As Reuben's universe tumbles, everything he has come to count on turns to dust. His long-suffering wife Donna (Susan Coyne) packs his bags after finding an intimate exchange of letters from family friend, and mistress, Sarah (Sarah Orenstein), wife of buddy Paul (Richard Waugh). Paul visits Reuben predicting his friend's catastrophe, but, with a device better left to masters like Dickens, is actually a visit from the dead. Paul had died in a plane crash several months earlier while on his way to Vancouver to make a new life for himself ... sans wife Sarah. If this sounds confusing, the audience has an equally tough time figuring the multiplicity of characters and their relationships, and the leapfrogging decades.
The destruction continues with Reuben's firing on grounds he is "tough to deal with," and his exposure as an embezzler. He is summoned to Miami to deal with the death of a brother, while another brother Phil (Diego Matamoros) is a teacher in lust with young student Liz (Leah Salomaa), for whom he leaves his wife of twenty years. Phew!
The interesting, and minimalist, two-level set (Dany Lyne) supports Reuben's view of his world, both conscious and subconscious, while a large and versatile box is transformed into cars, dining tables, and other devices for him to ponder his sorry existence. Through the tough breaks, Sherman forces us to answer questions about our own existence, especially in today's instant-gratification world. How could we put our lives back together in today's spiritually brutal and uncaring environment?

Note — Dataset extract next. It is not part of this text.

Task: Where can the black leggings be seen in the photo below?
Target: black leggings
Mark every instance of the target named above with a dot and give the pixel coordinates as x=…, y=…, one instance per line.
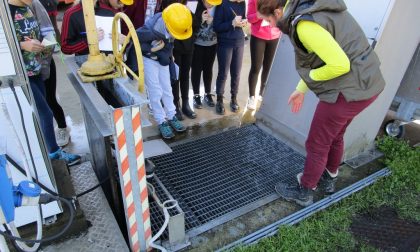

Prinsloo gets performances from his cast, but, while there are heaps of talent on the stage, they all seem rather detached from each other. Peter Hutt made an electrifying Tarragon debut in 1996 in Jason Sherman's The Retreat, but Patience has him just going through the motions, flat and obnoxious. Sure, there are moments of fire and brimstone, but does he make us care? Shaw Festival buddy Orenstein also has fine moments as the widow-mistress et al, while always-reliable Stratford veteran Coyne delivers the punches when necessary. Matamoros is the real disappointment here, playing two main characters as though they were one: brother and business partner were indistinguishable except for their names. Waugh has some of the lighter comedy in several roles.
Sherman tries many tricks in telling the tale of Reuben, and while flashes of brilliance and insight are there, Patience is rather underpowered and filled with characters we wouldn't want to know and ultimately don't care about.